A Win for Transit Workers: Expedited Centers for MTA Employees

This is the text of the Daily News article:
The MTA partners with hospital group on quick coronavirus tests for transit workers
A few hundred MTA employees with coronavirus symptoms will be quickly tested for the disease under a new partnership announced Wednesday between the agency and Northwell Health, New York state’s largest health care provider.

Metropolitan Transportation Authority officials have identified roughly 400 transit workers who have COVID-19 symptoms, and provided that list to Northwell Health.

Starting Friday, those workers will be directed to visit one of the health care provider’s 52 urgent care clinics in the New York City area for a coronavirus test.

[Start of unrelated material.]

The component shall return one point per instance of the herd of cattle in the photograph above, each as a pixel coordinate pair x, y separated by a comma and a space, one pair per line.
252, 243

The partnership will cover about 50 MTA employees per day, said agency chairman Pat Foye.

“The quantity of testing is a national issue,” said Foye. “We hope to test every transit worker, but right now with the Northwell partnership, which we’re really excited about, we’re going to deal with the symptomatic transit workers first.”

The announcement comes a day after the NYPD and FDNY announced a similar partnership with Northwell Health to test front-line cops and firefighters for the disease.

As of Wednesday, at least 59 MTA employees have died from coronavirus, and more than 2,200 have tested positive for the disease.

Transit workers have over the last month been forced to seek coronavirus tests on their own accord.

Officials from Transport Workers Union Local 100, which represents 40,000 New York City transit workers, have for weeks called for their members to get higher priority for tests.

“It required a lot of agitation and advocacy by workers and unions like TWU Local 100 to make it happen,” Local 100 president Tony Utano said of the partnership. “Why the wealthiest country in the world couldn’t quickly get the necessary testing is something someone will have to answer to at some point.”